The parents of the children sued Jones in Travis County, arguing that they were defamed by Jones and his Austin-based website InfoWars. They also stated in the suit that they suffered emotional distress after InfoWars broadcasts disputed whether the school shooting in 2012 and the news coverage of the incident were authentic.
A 20-year-old gunman shot his way into the school on the morning of Dec. 14, 2012, and killed 26 victims before shooting himself. The school building where the shooting occurred was destroyed and a new one was built at the same site, according to the Associated Press.
Friday's ruling by the Texas Supreme Court upheld rulings by two lower courts that had allowed the lawsuits to continue, according to KVUE's media partners at the Austin American-Statesman.
The ruling allowed the following four lawsuits to proceed, according to the Statesman:
- Two lawsuits filed by Neil Heslin, father of 6-year-old Jesse Lewis
- 1. which took exception to statements by Jones alleging that the school shooting at Sandy Hook was "a giant hoax."

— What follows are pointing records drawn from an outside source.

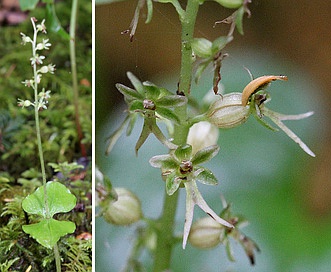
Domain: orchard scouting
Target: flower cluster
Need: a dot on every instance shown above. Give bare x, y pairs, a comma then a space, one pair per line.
41, 98
233, 109
181, 168
207, 233
153, 103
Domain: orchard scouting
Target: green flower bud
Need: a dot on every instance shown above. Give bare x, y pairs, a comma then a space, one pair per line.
205, 233
201, 135
126, 210
228, 111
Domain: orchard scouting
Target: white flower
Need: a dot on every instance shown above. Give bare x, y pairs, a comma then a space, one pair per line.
25, 39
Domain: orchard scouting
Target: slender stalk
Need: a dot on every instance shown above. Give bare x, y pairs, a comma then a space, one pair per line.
74, 73
57, 258
40, 149
36, 114
165, 239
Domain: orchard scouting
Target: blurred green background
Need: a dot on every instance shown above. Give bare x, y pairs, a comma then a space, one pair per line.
284, 193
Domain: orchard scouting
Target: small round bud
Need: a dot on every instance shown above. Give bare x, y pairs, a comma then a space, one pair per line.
228, 112
205, 233
126, 210
186, 167
201, 135
148, 104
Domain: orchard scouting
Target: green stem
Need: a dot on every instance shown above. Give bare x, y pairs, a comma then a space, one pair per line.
40, 148
165, 239
57, 258
36, 115
74, 73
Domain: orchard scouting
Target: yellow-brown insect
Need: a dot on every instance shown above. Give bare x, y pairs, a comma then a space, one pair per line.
257, 83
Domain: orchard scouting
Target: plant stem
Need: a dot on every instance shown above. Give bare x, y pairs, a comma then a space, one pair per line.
40, 148
74, 73
165, 239
36, 114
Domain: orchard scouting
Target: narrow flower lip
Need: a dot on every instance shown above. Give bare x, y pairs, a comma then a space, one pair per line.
193, 197
277, 118
257, 83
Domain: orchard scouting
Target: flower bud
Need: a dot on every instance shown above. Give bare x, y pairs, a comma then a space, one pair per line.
201, 135
205, 233
126, 210
228, 112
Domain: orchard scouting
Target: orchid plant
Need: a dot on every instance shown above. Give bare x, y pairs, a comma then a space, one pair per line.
192, 138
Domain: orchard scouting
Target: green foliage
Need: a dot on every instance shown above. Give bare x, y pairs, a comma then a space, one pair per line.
19, 150
78, 254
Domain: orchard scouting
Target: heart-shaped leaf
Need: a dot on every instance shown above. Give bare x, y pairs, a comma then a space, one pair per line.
60, 200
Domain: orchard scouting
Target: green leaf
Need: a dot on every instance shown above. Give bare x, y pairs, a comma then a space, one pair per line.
54, 23
206, 177
172, 183
183, 152
171, 101
49, 231
166, 162
128, 92
168, 114
59, 198
28, 4
205, 154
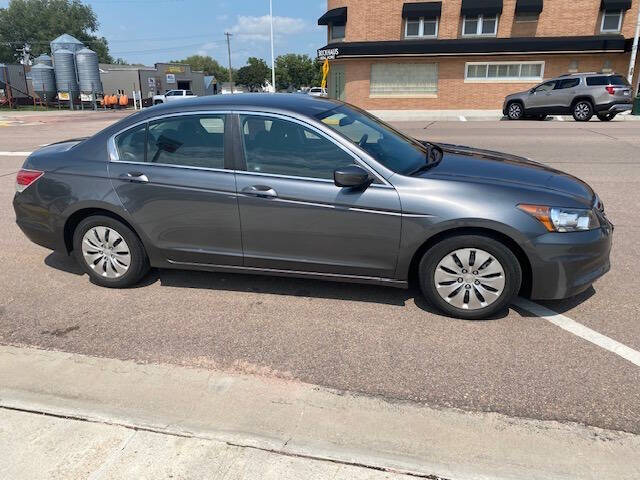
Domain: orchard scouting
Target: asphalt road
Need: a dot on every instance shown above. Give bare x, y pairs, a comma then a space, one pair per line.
361, 339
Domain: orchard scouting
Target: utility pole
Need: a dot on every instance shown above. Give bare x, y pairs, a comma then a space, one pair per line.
634, 52
229, 51
273, 63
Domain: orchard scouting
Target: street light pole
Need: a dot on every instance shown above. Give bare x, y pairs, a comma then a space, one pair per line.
273, 63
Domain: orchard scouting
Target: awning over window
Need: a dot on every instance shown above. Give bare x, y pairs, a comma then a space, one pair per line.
337, 15
422, 9
615, 4
529, 6
481, 7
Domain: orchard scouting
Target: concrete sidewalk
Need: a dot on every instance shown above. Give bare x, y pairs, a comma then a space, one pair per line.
126, 420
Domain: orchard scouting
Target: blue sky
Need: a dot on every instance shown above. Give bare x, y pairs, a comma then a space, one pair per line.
149, 31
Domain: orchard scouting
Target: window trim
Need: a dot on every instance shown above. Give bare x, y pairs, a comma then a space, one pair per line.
501, 79
420, 28
481, 18
243, 161
620, 17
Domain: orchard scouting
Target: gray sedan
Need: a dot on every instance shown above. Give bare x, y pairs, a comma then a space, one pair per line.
309, 187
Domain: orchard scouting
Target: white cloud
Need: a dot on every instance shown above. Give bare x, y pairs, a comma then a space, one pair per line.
258, 28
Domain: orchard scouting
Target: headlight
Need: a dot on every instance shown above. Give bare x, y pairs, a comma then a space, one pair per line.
559, 219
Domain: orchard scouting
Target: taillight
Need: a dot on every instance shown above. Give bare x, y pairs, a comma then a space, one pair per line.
26, 178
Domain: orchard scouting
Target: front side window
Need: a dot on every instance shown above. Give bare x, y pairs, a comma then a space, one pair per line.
281, 147
337, 31
187, 140
394, 150
403, 79
507, 71
480, 25
421, 27
611, 21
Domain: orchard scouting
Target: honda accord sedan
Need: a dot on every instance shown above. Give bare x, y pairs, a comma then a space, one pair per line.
303, 186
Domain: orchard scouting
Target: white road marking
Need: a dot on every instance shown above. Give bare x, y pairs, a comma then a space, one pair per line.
15, 154
580, 330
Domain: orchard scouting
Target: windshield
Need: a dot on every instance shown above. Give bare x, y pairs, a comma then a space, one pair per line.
394, 150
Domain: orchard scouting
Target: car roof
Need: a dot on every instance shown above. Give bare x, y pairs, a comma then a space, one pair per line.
276, 102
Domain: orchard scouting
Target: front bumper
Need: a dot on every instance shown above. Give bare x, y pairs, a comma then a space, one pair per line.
566, 264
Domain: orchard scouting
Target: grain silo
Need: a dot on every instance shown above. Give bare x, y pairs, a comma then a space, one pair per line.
44, 81
88, 71
65, 69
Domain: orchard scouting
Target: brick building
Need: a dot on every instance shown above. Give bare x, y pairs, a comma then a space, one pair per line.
467, 54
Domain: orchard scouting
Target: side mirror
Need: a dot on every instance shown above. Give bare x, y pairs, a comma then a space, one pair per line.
351, 176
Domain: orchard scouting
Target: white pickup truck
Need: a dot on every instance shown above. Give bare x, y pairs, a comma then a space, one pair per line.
172, 95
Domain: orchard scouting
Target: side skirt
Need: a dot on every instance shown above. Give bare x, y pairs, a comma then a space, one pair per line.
332, 277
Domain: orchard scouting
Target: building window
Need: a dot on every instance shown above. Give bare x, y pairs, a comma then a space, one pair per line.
611, 21
480, 25
504, 71
421, 27
404, 80
336, 31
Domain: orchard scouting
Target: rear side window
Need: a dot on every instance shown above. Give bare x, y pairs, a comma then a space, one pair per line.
568, 83
282, 147
131, 144
190, 140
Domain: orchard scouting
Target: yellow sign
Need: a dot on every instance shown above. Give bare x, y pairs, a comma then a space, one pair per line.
325, 73
175, 69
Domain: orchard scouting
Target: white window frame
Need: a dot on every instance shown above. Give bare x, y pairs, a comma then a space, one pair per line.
503, 79
420, 28
621, 15
479, 27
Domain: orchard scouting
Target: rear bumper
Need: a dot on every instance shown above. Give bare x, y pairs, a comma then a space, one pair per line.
565, 264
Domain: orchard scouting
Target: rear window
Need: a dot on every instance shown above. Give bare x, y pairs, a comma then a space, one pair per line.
607, 80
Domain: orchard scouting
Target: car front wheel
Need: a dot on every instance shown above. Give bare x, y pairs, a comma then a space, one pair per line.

- 2. disputing Heslin's claim that he had held his dead son in his arms afterward.
- A lawsuit filed by Scarlett Lewis, mother of Jesse Lewis, that noted statements by Jones that the school shooting was "as phony as a three-dollar bill" as well as other statements on InfoWars implying that parents were not genuinely grieving the loss of their children
- Finally, Leonard Pozner and Veronique De La Rosa, parents of 6-year-old Noah Pozner, quoted broadcasts in which Jones cast the school shooting as a "false flag" hoax intended to create a pretext for the government to limit gun rights.
However, the ruling noted that two members of the court, Justices Jeff Boyd and John Devine, would have granted Jones' petition for review in the Pozner lawsuit, but the court order provided no reasons for their dissent, the Statesman reported.